Financial signals, like spot and contract prices, are key factors that guide investment in the types of generation that can meet the physical needs of consumers. For example, following the closure of a large power station, there will be sustained high spot prices, which are then reflected in high contract prices. These high prices provide and financial incentive to build new generation or demand response capability that will fill the supply gap.

Find out more how spot and contract markets work together to keep the lights on and prices stable.

However, if a generator is being paid just for switching on, then there is no incentive for the seller to generate more or less electricity when customers and the power system need it - that is, when spot prices are high or low.

Without financial signals from the energy market guiding investment in the types of generation the power system needs to stay secure, and meet consumer demand this could lead to a future generation that is unable to deliver reliable supply. 

Find out more about what the AEMC has done to encourage the right amount of investment in the power system's long term capacity. 

The Commission is prioritising work to restore the link between financial incentives and physical need to provide reliable supply by providing incentives (i.e. new revenue opportunities or regulatory obligations) for generators to generate more or less electricity depending on when customers and the power system need it. 

Current AEMC projects

Current AEMC projects which are helping to link financial incentives with the physical needs of the system include:

  • Market making arrangements: a number of initiatives are already underway to increase contract market liquidity – in particular the ASX’s voluntary market making scheme and the market liquidity obligation which is part of the Retailer Reliability Obligation.
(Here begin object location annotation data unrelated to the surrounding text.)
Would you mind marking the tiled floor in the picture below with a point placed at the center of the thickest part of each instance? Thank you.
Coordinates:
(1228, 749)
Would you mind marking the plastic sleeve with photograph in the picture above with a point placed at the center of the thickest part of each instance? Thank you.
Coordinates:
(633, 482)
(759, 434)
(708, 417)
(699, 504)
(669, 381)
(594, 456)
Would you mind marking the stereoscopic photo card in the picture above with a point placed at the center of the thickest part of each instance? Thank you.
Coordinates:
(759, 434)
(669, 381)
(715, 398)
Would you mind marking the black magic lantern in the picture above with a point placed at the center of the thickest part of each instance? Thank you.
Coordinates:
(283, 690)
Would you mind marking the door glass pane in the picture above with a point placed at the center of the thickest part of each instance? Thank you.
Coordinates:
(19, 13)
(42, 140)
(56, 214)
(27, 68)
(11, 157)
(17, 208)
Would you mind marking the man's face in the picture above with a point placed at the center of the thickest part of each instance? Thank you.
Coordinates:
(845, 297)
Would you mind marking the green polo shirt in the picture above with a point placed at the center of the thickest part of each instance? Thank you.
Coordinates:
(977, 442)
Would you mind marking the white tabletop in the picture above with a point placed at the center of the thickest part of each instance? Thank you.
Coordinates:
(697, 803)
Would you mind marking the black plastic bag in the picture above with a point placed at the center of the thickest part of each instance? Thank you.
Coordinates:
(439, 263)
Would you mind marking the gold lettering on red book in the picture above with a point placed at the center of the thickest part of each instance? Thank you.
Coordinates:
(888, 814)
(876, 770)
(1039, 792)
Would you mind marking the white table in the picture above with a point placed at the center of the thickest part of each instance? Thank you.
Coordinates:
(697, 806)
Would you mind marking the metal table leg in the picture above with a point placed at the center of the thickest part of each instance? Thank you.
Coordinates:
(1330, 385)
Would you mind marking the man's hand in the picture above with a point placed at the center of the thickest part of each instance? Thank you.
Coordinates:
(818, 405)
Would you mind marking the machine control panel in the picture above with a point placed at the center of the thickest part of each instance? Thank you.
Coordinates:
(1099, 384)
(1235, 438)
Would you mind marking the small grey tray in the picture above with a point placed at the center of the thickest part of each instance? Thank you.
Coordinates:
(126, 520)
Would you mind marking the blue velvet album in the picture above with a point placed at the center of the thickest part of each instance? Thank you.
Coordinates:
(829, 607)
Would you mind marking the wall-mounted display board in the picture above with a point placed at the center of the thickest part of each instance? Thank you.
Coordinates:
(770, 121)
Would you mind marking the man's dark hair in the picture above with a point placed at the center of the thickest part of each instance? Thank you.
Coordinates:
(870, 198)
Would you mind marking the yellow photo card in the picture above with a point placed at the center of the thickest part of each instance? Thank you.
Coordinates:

To complement these, the AEMC has proposed additional monitoring and reporting processes in the market, including expanding the market monitoring role of the Australian Energy Regulator.
  • Short term forward market rule change: we are examining whether the introduction of a short term forward market would incrementally improve the alignment of financial incentives with the physical needs of the system.  By allowing the trading of electricity contracts closer to real time, the platform could give participants greater price certainty and more options to manage financial risks.

AEMC’s system security and reliability action plan

This is part of the AEMC’s broader system security and reliability action plan. We are developing market frameworks which allow continued take-up of new generating technologies while keeping the lights on at the least cost to consumers.